Türk Lirası bu yıl içinde sürekli değer yitirmekte..
Çin’in parası Yuan’a göre, ABD Doları’na göre, Avro’ya göre ve daha başka ülkelere göre de..
Son bir yılda Çin’in para biriminin değeri Türk Lirası’na karşı yüzde 42 artış gösterdi.
Son bir yılda TL dolara karşı yüzde 44 geriledi..
Çin ile Türkiye’nin hem ticari hem siyasi hem de kültürel ilişkilerinin geliştirilmesi elbette güzel.
Geçen yıl Çin’den 23.3 milyar dolarlık ithalat yapılırken, ihracat 2.9 milyar dolarda kaldı. Çin’e ihracat çok az, ama oradan yaptığımız ithalat oldukça fazla.
Yuan’ın değeri son beş yılda yüzde 123, 10 yılda yüzde 330 arttı. Diğer para birimlerine karşı da durum farklı değil.
TL son bir yılda; Brezilya realine karşı yüzde 22, Rus rublesine karşı yüzde 36.2, Meksika pezosuna karşı yüzde 38.8, Hint rupisine karşı yüzde 33.8, Japon yenine karşı yüzde 43.8, Güney Kore wonuna karşı yüzde 31, İsviçre frangına karşı yüzde 41, İngiliz pounduna karşı yüzde 43.5, Avro’ya karşı yüzde 41.5 düştü.

Türk Lirasının değeri sadece Çin ve ABD paralarına göre değil, bir çok başka ülkelerin milli paralarına göre de gerilemiştir.

Peki bu durum hangi etkenlerden ileri gelmiştir?

Düşüşün nedenleri olarak dolardaki küresel güçlenmeyi öne sürebiliriz, ancak, Türkiye ekonomisinin temel sorunları bu durumda daha belirleyici olmuştur.
Sıralama yaparsak şu etkenleri öne sürebiliriz;

1- Son dönemde oluşan belirsizlik ve güvensizlikler.
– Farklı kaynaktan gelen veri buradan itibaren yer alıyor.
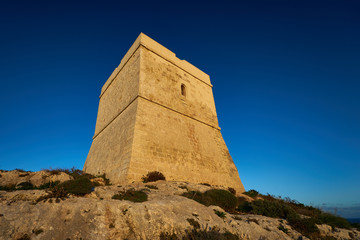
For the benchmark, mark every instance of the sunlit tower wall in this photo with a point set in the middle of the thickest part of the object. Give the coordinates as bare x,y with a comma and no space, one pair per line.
157,113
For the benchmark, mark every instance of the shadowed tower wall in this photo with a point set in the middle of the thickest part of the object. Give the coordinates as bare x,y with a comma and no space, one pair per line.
157,113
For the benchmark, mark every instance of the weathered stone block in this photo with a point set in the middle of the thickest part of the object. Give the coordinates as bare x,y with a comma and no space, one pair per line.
157,113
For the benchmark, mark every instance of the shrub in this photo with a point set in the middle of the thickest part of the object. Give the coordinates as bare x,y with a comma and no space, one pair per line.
195,234
151,186
131,195
251,193
153,177
48,185
25,186
220,214
79,186
232,190
7,188
333,221
282,228
217,197
271,209
193,223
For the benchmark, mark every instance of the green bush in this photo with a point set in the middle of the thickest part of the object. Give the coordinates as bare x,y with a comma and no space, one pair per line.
251,193
217,197
282,228
48,185
271,209
193,223
196,234
153,177
232,190
333,221
131,195
151,186
25,186
220,214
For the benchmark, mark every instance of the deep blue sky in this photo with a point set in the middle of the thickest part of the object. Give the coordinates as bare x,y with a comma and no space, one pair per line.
286,78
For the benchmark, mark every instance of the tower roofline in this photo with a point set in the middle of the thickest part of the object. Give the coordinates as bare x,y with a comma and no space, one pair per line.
152,45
2. Yüksek enflasyon, artan borçlar ve cari açık

3. Merkez Bankası’nın faiz kararlarının sorgulanması

4. Reel faizlerdeki düşüş ve ABD’de para politikasındaki normalleşme

5. Ticaret savaşları, ABD yaptırımları ve yatırımcının riskli bulduğu gelişen ülkelerden çıkması

Enflasyonun artışının da, TL’nin diğer paralara göre sürekli değer yitirişinin de, işsizliğin artmasının da gerisindeki en temel neden EKONOMİNİN DIŞA BAĞIMLILIĞI dır.
Bu bağımlılık hammadde olarak, aramalı olarak, enerji ve teknoloji olarak hep maliyet enflasyonunu besler.

Sonuç olarak, ekonominin üretkenlik potansiyelini keşfedeci ve harekete geçirici politikalara yönelmek zorunludur.
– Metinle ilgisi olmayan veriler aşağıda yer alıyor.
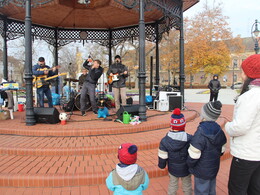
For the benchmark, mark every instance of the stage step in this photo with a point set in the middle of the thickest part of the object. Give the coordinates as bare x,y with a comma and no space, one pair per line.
89,126
59,171
31,158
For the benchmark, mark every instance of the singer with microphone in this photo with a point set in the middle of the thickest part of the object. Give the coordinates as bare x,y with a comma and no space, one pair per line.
119,73
94,73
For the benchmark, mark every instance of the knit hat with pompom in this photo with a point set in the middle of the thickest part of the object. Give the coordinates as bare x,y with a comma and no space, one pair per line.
178,121
127,153
211,111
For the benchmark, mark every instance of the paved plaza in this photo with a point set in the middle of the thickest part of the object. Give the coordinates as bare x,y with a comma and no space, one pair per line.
76,158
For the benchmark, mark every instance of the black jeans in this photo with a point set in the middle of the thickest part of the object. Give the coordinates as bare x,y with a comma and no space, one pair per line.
244,177
213,96
88,88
Kaynaklarımızı, oluşan katma değerlerimizi mutlaka üretken alanlara yöneltmeliyiz.
Aralıksız biçimde ÖZ PEŞİNDE olmak gerek.

Bu öz; yerel kaynaklar, ulusal değerler, iç dünyalarımızın asırlık güzellikleri, tarih ve coğrafyamızın binlerce yıllık yoğrulmuş medeniyet bileşimleri olduğu kadar, gelecek güzel günlere olan umutlar, güneş ülkesi olmamızın aydınlatıcı sevinçleri ve motorları maviliklere sürme bilincimizdir.